Das Publikum zeigte sich begeistert und ließ sich gefangen nehmen vom Klangzauber der Musik und von der stillen Wucht poesievoller Kunst der Worte namhafter Dichter wie Henrik Ibsen oder Rainer Maria Rilke. Ob „nordische Weisen“ von Edvard Grieg oder „Chrysanthemen“ von Giacomo Puccini, ob Claude Debussy oder Peter Tschaikowskys „Jahreszeiten“ – es war absolut seelenvolle Musik, von der sich die Zuhörer ergreifen ließen.
Für zwei absolute musikalische Höhepunkte sorgten die Solistinnen Anne-Sophie Bertrand (Harfe) und die Konzertmeisterin Sachiko Kobayashi (Violine). Schon einmal hat die französisch-amerikanische Harfenistin vor gut fünf Jahren bei einem Konzert in Murr gastiert. Ihre reiche Erfahrung aus großen Konzertsälen der Welt ist unüberhörbar. Dass ihr der Titel „Associate“ von der Royal Academy of Music verliehen wurde – wer möchte das bei ihrem Umgang mit dem königlichen Instrument bestreiten. Dass sie Debussy zu interpretieren weiß – ihr Solo „Jardins sous la pluie“ lässt keine Zweifel offen.
So wurde „der Winter“ aus Antonio Vivaldis „Vier Jahreszeiten“ noch selten interpretiert – so delikat und glasklar, einfach fantastisch. Die Kälte war zu spüren, das träumerische Largo „am Kamin“ zu fühlen, die „Schritte auf dem Eis“ und die streitenden Winde im Allegro-Satz deutlich auszumachen. Besser kann man die Meisterklasse der Interpretation kaum zum Ausdruck bringen. Dirigent, Orchester und Solistin waren einfach grandios – der Beifall verdient.

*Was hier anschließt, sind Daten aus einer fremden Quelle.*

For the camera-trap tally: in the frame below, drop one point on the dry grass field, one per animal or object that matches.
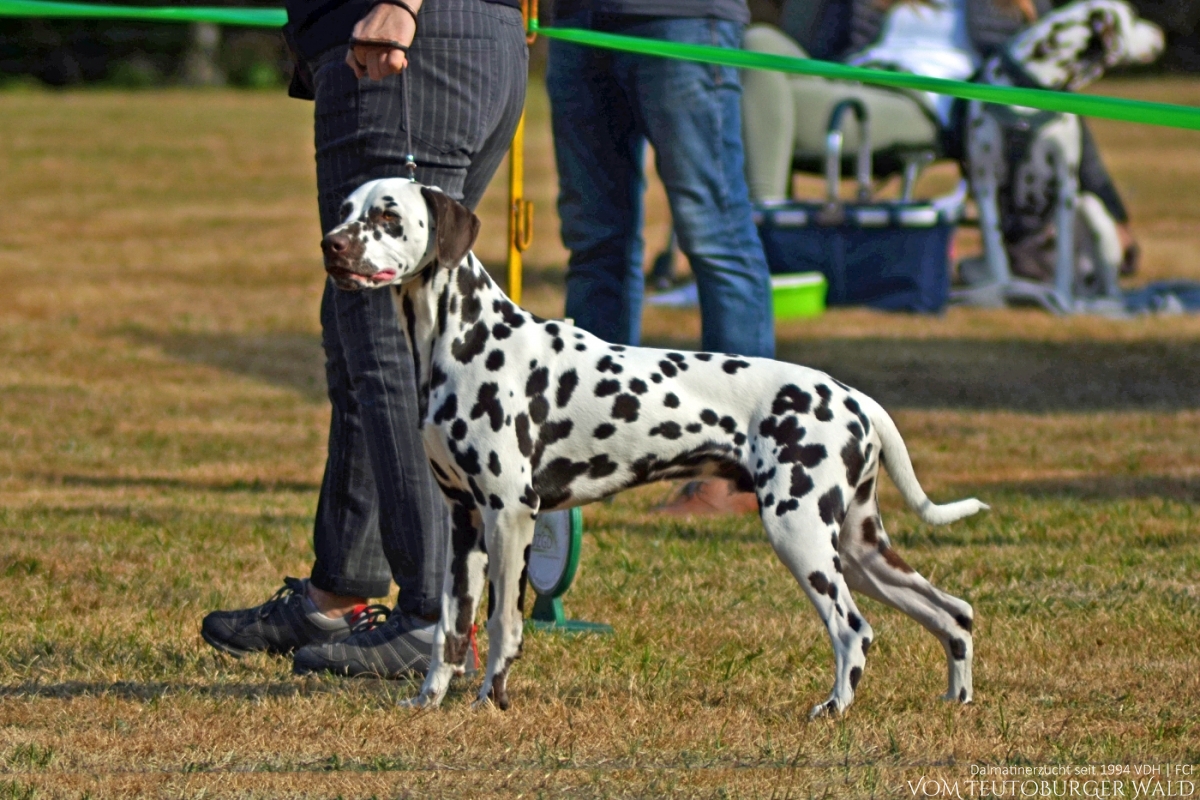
(162, 428)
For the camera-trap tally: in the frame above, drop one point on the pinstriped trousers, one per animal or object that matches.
(381, 516)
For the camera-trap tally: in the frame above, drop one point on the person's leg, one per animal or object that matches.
(691, 114)
(600, 184)
(467, 83)
(768, 120)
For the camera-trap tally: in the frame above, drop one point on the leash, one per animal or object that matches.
(409, 158)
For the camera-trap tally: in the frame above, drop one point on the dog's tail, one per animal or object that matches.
(895, 458)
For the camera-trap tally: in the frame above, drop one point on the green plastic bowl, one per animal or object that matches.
(799, 294)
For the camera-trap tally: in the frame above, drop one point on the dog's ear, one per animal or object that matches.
(455, 226)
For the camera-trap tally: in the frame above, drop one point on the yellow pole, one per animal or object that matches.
(520, 209)
(520, 212)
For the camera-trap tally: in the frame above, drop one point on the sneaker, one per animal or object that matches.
(384, 644)
(285, 623)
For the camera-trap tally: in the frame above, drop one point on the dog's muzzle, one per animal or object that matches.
(346, 265)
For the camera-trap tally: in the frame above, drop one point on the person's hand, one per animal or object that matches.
(384, 24)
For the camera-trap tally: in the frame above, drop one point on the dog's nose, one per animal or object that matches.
(335, 245)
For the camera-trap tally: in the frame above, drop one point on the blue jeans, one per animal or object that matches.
(605, 106)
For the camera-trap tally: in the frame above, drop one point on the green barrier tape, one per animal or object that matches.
(249, 17)
(1114, 108)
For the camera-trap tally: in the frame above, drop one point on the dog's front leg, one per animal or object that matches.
(509, 539)
(461, 589)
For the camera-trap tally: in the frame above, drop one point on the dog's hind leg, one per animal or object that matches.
(804, 534)
(874, 569)
(461, 589)
(509, 539)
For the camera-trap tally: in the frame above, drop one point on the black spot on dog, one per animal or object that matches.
(525, 441)
(443, 299)
(607, 386)
(487, 402)
(449, 409)
(607, 365)
(791, 398)
(436, 377)
(958, 649)
(786, 505)
(601, 467)
(553, 481)
(539, 409)
(832, 506)
(567, 384)
(802, 482)
(852, 404)
(538, 383)
(733, 365)
(823, 411)
(625, 408)
(852, 457)
(468, 461)
(667, 431)
(471, 344)
(529, 497)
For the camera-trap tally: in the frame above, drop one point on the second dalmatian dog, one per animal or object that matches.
(523, 415)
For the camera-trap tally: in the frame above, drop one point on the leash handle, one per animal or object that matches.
(409, 158)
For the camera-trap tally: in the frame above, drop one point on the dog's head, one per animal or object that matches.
(391, 229)
(1074, 44)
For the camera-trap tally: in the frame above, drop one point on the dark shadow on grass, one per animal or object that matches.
(293, 361)
(1011, 374)
(221, 487)
(1102, 487)
(154, 690)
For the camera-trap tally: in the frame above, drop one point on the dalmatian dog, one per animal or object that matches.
(1024, 163)
(523, 415)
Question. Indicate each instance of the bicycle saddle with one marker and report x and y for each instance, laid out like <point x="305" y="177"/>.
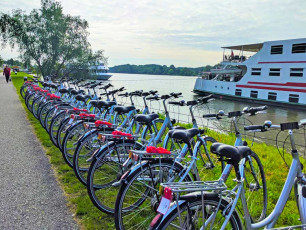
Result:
<point x="146" y="118"/>
<point x="235" y="153"/>
<point x="63" y="90"/>
<point x="74" y="92"/>
<point x="183" y="135"/>
<point x="106" y="104"/>
<point x="124" y="109"/>
<point x="81" y="97"/>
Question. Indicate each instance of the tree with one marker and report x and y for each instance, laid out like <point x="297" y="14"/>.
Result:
<point x="1" y="61"/>
<point x="55" y="42"/>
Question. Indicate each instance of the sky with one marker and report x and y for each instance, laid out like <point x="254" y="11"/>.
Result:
<point x="181" y="32"/>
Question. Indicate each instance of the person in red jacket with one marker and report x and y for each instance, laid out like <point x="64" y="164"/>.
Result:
<point x="7" y="73"/>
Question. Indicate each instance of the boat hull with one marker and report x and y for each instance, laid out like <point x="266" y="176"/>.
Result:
<point x="226" y="90"/>
<point x="103" y="77"/>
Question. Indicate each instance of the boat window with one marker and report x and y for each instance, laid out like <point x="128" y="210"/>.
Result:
<point x="256" y="71"/>
<point x="299" y="48"/>
<point x="254" y="94"/>
<point x="294" y="98"/>
<point x="272" y="96"/>
<point x="238" y="92"/>
<point x="296" y="72"/>
<point x="274" y="72"/>
<point x="277" y="49"/>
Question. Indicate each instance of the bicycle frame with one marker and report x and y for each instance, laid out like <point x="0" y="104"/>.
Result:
<point x="295" y="178"/>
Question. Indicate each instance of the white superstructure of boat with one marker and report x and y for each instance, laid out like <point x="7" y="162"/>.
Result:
<point x="272" y="72"/>
<point x="99" y="71"/>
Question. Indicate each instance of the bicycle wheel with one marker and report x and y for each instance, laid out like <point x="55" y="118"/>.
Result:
<point x="84" y="150"/>
<point x="30" y="100"/>
<point x="255" y="188"/>
<point x="35" y="106"/>
<point x="49" y="115"/>
<point x="139" y="196"/>
<point x="43" y="112"/>
<point x="191" y="216"/>
<point x="61" y="132"/>
<point x="209" y="166"/>
<point x="106" y="169"/>
<point x="54" y="126"/>
<point x="23" y="90"/>
<point x="71" y="140"/>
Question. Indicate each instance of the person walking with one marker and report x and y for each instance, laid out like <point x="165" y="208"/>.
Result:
<point x="7" y="73"/>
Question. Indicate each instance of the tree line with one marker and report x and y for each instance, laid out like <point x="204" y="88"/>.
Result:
<point x="55" y="42"/>
<point x="159" y="69"/>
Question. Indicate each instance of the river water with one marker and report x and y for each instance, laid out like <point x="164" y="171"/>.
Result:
<point x="166" y="84"/>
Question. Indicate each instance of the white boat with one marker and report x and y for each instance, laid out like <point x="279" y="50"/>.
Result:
<point x="271" y="72"/>
<point x="99" y="71"/>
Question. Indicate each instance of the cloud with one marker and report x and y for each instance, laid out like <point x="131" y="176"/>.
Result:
<point x="180" y="31"/>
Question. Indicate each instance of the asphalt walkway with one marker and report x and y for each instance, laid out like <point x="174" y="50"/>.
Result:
<point x="30" y="197"/>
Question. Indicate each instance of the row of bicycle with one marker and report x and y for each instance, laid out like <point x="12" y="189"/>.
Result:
<point x="115" y="151"/>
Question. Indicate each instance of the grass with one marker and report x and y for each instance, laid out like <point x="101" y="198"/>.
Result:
<point x="89" y="217"/>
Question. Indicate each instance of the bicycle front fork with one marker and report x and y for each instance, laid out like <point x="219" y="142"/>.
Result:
<point x="300" y="195"/>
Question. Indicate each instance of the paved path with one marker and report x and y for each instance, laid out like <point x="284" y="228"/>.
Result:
<point x="30" y="197"/>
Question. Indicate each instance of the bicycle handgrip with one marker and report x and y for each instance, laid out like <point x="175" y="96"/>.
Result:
<point x="254" y="127"/>
<point x="174" y="103"/>
<point x="254" y="110"/>
<point x="192" y="103"/>
<point x="210" y="115"/>
<point x="165" y="97"/>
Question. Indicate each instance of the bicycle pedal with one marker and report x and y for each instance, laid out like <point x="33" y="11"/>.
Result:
<point x="208" y="166"/>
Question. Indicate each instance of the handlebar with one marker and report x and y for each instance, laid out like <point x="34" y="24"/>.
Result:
<point x="179" y="103"/>
<point x="155" y="97"/>
<point x="253" y="110"/>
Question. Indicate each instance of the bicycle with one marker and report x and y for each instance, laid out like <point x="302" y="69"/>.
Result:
<point x="229" y="198"/>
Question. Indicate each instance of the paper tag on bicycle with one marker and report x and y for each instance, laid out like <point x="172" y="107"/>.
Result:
<point x="164" y="205"/>
<point x="54" y="112"/>
<point x="165" y="201"/>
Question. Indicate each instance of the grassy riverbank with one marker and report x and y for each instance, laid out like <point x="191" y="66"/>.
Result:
<point x="90" y="218"/>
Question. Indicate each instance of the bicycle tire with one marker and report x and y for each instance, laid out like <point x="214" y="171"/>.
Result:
<point x="142" y="209"/>
<point x="100" y="189"/>
<point x="260" y="199"/>
<point x="54" y="126"/>
<point x="195" y="207"/>
<point x="70" y="140"/>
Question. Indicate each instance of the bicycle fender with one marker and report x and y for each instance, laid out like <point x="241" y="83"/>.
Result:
<point x="145" y="163"/>
<point x="73" y="125"/>
<point x="99" y="153"/>
<point x="90" y="132"/>
<point x="300" y="191"/>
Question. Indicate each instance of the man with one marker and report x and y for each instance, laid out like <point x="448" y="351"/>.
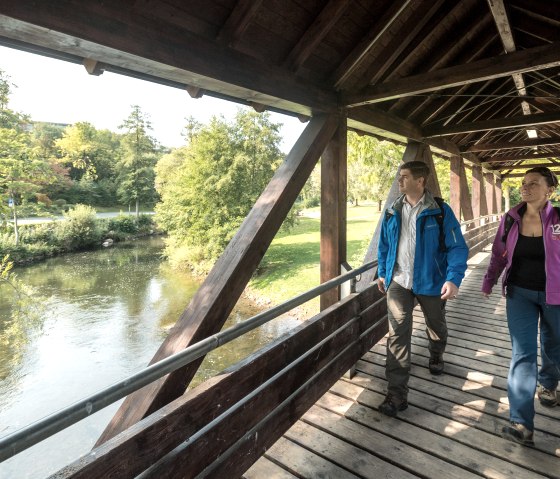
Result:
<point x="422" y="256"/>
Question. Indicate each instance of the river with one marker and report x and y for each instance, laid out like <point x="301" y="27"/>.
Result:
<point x="100" y="316"/>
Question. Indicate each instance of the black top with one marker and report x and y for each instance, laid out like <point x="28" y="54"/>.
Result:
<point x="527" y="267"/>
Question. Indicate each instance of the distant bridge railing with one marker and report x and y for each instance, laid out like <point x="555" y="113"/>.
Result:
<point x="224" y="425"/>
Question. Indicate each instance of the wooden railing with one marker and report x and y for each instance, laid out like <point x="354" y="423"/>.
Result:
<point x="244" y="410"/>
<point x="479" y="232"/>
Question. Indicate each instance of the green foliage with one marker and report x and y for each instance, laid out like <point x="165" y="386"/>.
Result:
<point x="124" y="224"/>
<point x="208" y="187"/>
<point x="80" y="229"/>
<point x="139" y="157"/>
<point x="372" y="166"/>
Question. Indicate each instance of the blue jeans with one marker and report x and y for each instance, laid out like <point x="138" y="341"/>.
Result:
<point x="524" y="307"/>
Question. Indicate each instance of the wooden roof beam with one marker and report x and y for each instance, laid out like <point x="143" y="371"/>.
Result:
<point x="499" y="13"/>
<point x="538" y="58"/>
<point x="360" y="51"/>
<point x="238" y="21"/>
<point x="528" y="156"/>
<point x="509" y="145"/>
<point x="387" y="125"/>
<point x="231" y="73"/>
<point x="495" y="124"/>
<point x="519" y="175"/>
<point x="328" y="17"/>
<point x="399" y="43"/>
<point x="93" y="67"/>
<point x="523" y="167"/>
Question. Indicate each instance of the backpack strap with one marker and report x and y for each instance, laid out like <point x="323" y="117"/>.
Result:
<point x="507" y="226"/>
<point x="439" y="218"/>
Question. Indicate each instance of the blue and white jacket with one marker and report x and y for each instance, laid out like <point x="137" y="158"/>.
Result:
<point x="432" y="267"/>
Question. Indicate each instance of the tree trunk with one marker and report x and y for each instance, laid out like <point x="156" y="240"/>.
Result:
<point x="16" y="229"/>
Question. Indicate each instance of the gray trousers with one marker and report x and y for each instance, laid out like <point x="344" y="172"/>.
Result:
<point x="400" y="303"/>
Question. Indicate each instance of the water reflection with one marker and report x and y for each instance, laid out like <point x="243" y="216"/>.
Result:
<point x="106" y="313"/>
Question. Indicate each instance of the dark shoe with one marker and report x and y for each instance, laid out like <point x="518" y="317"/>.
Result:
<point x="390" y="406"/>
<point x="436" y="364"/>
<point x="518" y="433"/>
<point x="547" y="397"/>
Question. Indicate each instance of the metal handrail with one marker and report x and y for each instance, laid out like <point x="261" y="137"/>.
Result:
<point x="30" y="435"/>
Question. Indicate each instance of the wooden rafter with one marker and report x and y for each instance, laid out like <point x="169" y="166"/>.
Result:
<point x="528" y="156"/>
<point x="390" y="53"/>
<point x="519" y="175"/>
<point x="495" y="124"/>
<point x="238" y="21"/>
<point x="547" y="56"/>
<point x="525" y="166"/>
<point x="499" y="13"/>
<point x="360" y="51"/>
<point x="511" y="145"/>
<point x="328" y="17"/>
<point x="230" y="72"/>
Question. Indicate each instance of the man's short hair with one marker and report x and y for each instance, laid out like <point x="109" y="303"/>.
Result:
<point x="417" y="169"/>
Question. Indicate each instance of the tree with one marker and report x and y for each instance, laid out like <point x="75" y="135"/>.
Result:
<point x="208" y="187"/>
<point x="79" y="147"/>
<point x="139" y="157"/>
<point x="372" y="166"/>
<point x="9" y="118"/>
<point x="21" y="173"/>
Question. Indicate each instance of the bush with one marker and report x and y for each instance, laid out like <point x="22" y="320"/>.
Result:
<point x="123" y="223"/>
<point x="80" y="229"/>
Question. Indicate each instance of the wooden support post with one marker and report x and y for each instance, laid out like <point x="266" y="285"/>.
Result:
<point x="478" y="196"/>
<point x="455" y="171"/>
<point x="489" y="193"/>
<point x="498" y="190"/>
<point x="433" y="182"/>
<point x="216" y="297"/>
<point x="333" y="211"/>
<point x="466" y="203"/>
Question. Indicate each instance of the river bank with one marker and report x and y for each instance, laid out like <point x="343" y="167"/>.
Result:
<point x="106" y="313"/>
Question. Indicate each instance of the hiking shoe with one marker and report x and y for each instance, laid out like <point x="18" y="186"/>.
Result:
<point x="390" y="407"/>
<point x="518" y="433"/>
<point x="436" y="364"/>
<point x="547" y="397"/>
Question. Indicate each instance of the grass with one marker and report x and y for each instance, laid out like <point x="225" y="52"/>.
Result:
<point x="291" y="264"/>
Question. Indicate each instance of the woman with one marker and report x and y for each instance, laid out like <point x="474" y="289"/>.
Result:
<point x="530" y="254"/>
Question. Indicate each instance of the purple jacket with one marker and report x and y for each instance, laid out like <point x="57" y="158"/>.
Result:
<point x="502" y="254"/>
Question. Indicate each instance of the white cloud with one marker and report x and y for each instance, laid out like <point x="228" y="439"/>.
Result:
<point x="62" y="92"/>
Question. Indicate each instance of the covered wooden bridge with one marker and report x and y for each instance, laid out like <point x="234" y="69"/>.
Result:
<point x="475" y="81"/>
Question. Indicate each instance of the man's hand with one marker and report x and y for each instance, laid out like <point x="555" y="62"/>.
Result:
<point x="449" y="290"/>
<point x="381" y="285"/>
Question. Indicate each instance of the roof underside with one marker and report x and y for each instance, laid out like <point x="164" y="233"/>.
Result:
<point x="472" y="76"/>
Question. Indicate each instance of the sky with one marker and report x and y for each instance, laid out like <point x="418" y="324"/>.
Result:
<point x="56" y="91"/>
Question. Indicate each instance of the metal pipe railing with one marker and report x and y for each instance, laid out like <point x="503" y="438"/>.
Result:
<point x="30" y="435"/>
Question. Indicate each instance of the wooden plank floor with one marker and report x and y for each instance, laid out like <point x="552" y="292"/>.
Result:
<point x="452" y="426"/>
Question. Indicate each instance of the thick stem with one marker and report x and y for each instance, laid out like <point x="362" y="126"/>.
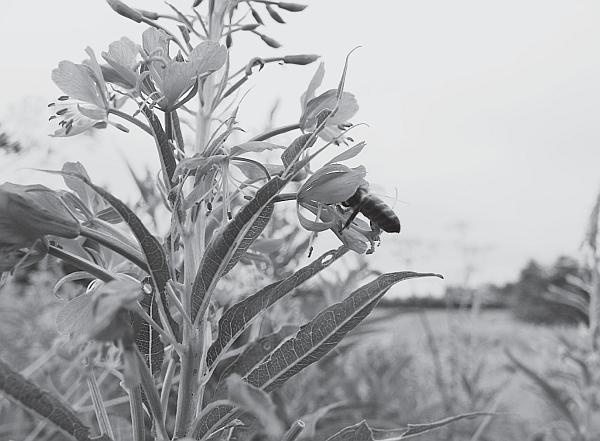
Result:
<point x="275" y="132"/>
<point x="118" y="247"/>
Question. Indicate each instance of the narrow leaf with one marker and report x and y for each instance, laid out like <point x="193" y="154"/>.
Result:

Was die einzelnen Instrumentalsolisten unter der Leitung von Peter Wallinger an Musizierkunst geleistet haben, verdient höchste Anerkennung. Und so ganz nebenbei vermochte der Wortakrobat Frank Albrecht mit seinen Rezitationen die musikalisch großartigen Darbietungen mit seinen Vers-Jonglagen noch zu verzieren. Wie er „gefrorne Tränen“ oder von der Vrings „Nachtkonzert“ und „Finkengezwitscher beim Aufbrechen der Knospen“ vermittelte – Hut ab!
Der Kulturprisma-Chef Matthias Bader kann mit dem Auftakt seiner Veranstaltungsreihe zufrieden sein. Die Konzertbesucher jedenfalls waren es, wie der Beifall erkennen ließ.